The STIMES ring trial on sulfur dioxide, carbon monoxide and benzene was carried out at the Landesamt für Natur, Umwelt und Verbraucherschutz Nordrhein-Westfalen (LANUV NRW) from 12 to 14 September 2023. The trial brought together 19 participants for sulfur dioxide, 16 for carbon monoxide and 10 for benzene, representing a range of measurement techniques: 16 ultraviolet‑fluorescence instruments for SO₂, three nondispersive infrared analyzers for CO, one gas‑chromatography system for benzene and one absorption‑tube method for benzene. The goal was to compare results for gas mixtures that span regulatory limits and typical outdoor concentrations, to establish reference values with defined uncertainties, and to assess cross‑sensitivity to interfering species.

Five gas mixtures (PG 1–5) were prepared with SO₂ concentrations from 30 µg m⁻³ to 350 µg m⁻³ and CO concentrations from 1 mg m⁻³ to 10 mg m⁻³. Benzene was evaluated in a separate comparison using ORSA tubes supplied by Dräger; each participant received four coded tubes for BTEX analysis. Participants were asked to report their measurement uncertainties, which were then used to calculate En‑numbers according to DIN ISO 13528.

The statistical analysis of the participant data showed that the standard deviation of SO₂ measurements ranged from 0.6 to 5.1 µg m⁻³, corresponding to a mean relative standard deviation of 1.5 %. For CO the spread was 0.04 to 0.08 mg m⁻³, with a relative standard deviation between 0.9 % and 4.1 %. Benzene exhibited a standard deviation of 0.3 to 0.5 µg m⁻³, giving a relative standard deviation of 7 % to 27 %. Z‑score evaluation revealed that two of the 19 SO₂ methods marginally failed the acceptance criteria, while all 16 CO and all 10 benzene methods met the requirements.

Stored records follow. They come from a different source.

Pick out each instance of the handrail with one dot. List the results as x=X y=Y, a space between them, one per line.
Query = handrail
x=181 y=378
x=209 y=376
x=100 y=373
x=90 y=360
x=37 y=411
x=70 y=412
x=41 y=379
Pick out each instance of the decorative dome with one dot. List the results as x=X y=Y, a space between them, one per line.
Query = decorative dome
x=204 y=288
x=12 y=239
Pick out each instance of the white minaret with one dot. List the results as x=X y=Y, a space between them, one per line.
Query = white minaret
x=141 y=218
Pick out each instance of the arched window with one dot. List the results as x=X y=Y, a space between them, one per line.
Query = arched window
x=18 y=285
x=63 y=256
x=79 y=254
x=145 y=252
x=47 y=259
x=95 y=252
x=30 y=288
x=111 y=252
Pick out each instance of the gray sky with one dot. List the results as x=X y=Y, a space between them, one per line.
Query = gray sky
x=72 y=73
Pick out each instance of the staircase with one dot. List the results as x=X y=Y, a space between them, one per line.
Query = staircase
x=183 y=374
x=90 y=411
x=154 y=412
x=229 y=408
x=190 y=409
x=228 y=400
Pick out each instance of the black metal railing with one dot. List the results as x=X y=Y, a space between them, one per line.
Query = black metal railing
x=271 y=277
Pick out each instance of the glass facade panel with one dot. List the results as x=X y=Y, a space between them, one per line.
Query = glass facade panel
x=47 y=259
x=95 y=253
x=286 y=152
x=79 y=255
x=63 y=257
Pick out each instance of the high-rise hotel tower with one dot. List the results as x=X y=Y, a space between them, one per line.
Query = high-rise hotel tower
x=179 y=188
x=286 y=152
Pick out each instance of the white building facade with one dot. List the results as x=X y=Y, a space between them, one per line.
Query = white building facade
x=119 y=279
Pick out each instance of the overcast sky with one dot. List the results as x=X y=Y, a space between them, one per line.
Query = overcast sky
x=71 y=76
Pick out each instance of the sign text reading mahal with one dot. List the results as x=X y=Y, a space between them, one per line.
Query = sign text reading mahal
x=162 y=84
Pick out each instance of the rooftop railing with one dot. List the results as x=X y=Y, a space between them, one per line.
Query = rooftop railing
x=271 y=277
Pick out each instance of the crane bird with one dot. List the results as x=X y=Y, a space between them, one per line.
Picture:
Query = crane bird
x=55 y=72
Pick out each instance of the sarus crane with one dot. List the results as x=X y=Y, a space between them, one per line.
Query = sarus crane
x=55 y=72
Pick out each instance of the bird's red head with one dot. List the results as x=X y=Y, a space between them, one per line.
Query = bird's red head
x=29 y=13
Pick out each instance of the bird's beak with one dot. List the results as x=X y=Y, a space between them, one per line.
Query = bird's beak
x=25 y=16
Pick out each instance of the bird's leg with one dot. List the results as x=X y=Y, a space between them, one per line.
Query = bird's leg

En‑numbers for SO₂ and CO were largely within the acceptable range of –1 to +1, indicating satisfactory performance. Two benzene methods produced En‑numbers outside this interval, reflecting challenges in estimating measurement uncertainty for this compound. Cross‑sensitivity tests were performed for SO₂ against water vapour and nitric oxide, and for benzene against water vapour and ozone. For SO₂ at 100 µg m⁻³ and 40 % relative humidity, the mean cross‑sensitivity was –2.8 µg m⁻³, well below the maximum permissible value of 26.6 µg m⁻³. When exposed to 500 nmol mol⁻¹ NO, the mean positive cross‑sensitivity was about +8 µg m⁻³, again below the limit of 13.3 µg m⁻³. Benzene cross‑sensitivities were marginal and did not exceed regulatory thresholds.

The ORSA‑tube comparison for BTEX provided an independent check of benzene results. The four tubes per participant were coded and analysed by the same methods used in the ring trial, ensuring consistency across laboratories.

The collaboration involved state environmental agencies, measurement laboratories, and the manufacturer of the ORSA tubes. LANUV NRW coordinated the event, supplied the gas mixtures, and managed data collection. Dräger supplied the ORSA tubes and coded them for blind analysis. The trial was funded by the Landesamt für Natur, Umwelt und Verbraucherschutz Nordrhein-Westfalen, reflecting a commitment to maintaining high‑quality ambient air monitoring across German states. The outcomes of the ring trial will inform future calibration protocols, improve uncertainty estimates, and support the continued reliability of air‑quality data used for regulatory and public‑health decisions.